After being granted festival headline status, the band still cannot fathom how to compile a working setlist. The hits are all present and correct, as 'Somebody Told Me' reminded the crowd exactly why they fell in love with them in the first place. Even For Reasons Unknown proved popular with a slight lyrical change to “As easy as a beautiful Spanish girl’s hair falls across her shoulder”. The alteration should have been endearing yet no-one seemed to tell Flowers that he may well have been in Spain but the gesture fell flat on a largely British crowd.

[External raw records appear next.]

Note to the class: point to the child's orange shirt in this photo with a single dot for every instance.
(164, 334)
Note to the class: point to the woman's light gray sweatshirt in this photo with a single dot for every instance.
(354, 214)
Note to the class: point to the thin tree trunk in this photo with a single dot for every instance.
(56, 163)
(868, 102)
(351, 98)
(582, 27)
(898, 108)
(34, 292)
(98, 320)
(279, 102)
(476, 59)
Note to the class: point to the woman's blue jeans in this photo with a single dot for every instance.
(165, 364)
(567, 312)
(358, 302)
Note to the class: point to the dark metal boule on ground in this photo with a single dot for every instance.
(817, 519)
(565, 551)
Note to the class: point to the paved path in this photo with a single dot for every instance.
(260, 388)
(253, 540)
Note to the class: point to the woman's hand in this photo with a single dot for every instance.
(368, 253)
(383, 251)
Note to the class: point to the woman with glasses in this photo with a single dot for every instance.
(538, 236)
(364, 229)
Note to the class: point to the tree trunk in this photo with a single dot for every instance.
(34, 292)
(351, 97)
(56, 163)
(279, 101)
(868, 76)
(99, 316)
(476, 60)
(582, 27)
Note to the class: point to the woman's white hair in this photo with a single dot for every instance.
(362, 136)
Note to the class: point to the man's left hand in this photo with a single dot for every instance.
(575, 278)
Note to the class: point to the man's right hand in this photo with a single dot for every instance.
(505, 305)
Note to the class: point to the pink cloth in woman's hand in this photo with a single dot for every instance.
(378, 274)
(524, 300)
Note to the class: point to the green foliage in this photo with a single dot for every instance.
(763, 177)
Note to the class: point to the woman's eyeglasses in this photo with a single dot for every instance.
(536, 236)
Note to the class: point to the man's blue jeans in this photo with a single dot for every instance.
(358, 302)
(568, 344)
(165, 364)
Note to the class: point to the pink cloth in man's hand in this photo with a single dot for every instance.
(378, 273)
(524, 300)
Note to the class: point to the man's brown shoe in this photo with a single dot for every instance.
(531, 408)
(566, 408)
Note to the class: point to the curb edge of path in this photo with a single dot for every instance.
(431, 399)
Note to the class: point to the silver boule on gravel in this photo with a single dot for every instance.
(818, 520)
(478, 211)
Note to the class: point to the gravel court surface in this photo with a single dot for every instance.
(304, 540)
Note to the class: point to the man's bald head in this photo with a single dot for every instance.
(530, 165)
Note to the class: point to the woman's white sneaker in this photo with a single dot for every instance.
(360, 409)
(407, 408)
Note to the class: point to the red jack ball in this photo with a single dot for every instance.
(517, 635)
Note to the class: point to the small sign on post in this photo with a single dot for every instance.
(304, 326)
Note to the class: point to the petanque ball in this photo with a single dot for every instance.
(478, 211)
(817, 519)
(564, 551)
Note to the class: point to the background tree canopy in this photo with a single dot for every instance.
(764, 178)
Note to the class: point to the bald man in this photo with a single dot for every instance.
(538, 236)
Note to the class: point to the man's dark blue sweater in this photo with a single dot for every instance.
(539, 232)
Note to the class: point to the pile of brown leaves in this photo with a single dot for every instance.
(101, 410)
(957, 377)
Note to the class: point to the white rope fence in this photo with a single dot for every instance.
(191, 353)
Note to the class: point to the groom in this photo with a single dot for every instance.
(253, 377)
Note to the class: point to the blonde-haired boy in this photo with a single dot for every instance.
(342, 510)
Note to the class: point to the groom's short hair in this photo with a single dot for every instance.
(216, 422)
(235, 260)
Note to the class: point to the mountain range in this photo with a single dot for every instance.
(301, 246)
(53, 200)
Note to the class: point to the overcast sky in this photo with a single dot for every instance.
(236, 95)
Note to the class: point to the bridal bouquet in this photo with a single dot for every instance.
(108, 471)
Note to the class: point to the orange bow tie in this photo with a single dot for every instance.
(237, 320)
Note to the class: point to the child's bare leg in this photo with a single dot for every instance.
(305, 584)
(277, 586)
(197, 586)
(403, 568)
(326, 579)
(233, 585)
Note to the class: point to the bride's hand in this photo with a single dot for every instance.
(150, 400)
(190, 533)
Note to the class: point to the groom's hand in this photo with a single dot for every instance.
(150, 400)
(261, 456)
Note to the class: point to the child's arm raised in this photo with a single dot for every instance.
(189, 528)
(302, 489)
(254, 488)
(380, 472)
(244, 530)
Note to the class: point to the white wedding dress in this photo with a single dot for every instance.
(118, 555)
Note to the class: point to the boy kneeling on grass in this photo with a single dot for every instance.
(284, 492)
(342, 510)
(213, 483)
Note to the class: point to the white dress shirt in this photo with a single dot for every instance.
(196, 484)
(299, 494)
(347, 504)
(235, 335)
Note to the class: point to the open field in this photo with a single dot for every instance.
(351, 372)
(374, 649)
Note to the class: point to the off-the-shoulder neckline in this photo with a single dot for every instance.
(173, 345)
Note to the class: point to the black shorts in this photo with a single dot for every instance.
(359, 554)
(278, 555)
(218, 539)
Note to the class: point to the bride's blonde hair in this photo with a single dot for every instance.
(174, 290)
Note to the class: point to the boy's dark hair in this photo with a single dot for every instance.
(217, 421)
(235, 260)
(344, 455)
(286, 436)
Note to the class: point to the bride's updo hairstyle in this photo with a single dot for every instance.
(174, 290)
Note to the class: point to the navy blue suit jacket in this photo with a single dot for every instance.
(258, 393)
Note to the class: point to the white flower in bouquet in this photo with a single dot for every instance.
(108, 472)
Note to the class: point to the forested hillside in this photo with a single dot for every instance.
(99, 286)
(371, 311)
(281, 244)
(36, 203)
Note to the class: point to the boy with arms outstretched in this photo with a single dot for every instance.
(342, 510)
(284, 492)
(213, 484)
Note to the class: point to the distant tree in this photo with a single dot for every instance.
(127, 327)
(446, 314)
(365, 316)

Despite the charm offensive there was a notable respite from the crowd whenever a track from the band’s last two albums was played. Better known as ‘nipping off to the bar time’ but there were simply too many excuses for a single set. For the likes of 'This Is Your Life' and 'A Dustland Fairytale' the air of anticipation was gone, only inquisitive looks were exchanged as many tried to work out the song title. As for 'Losing Touch?' You better believe it as the only bodily crush to be seen was not in front of the stage, but in the drinks queue.

When the reserved hits were finally performed they were performed with an admirable exuberance including a frenetic rendition of 'Spaceman' which saw Flowers bounding between microphones and the onstage foliage. The vocal performance was certainly there and by this point his showmanship had become convincing. Whether or not it was convincing enough remained to be seen as the sound problems persisted. For such a high profile set, the continual let-ups in song choices proved damaging but the band themselves could hardly be blamed for the noise output. Just as at Glastonbury two years ago it appeared that the rear speakers were at fault, alas the band would barely have known.

Then there is 'Mr Brightside', dropped for maximum impact to add some gravitas to the final part of their set. A stirring performance of 'All These Things I’ve Done' had a similar effect; dragging out the breakdown as the band strolled offstage. For the encore it seemed that lessons had been learnt with an ecstatic rendition of 'Jenny Was A Friend Of Mine' before 'When You Were Young' and a wall of pyrotechnics brought their set to a close. Sound problems and poor setlist choices yet The Killers should be glad they at least got to perform.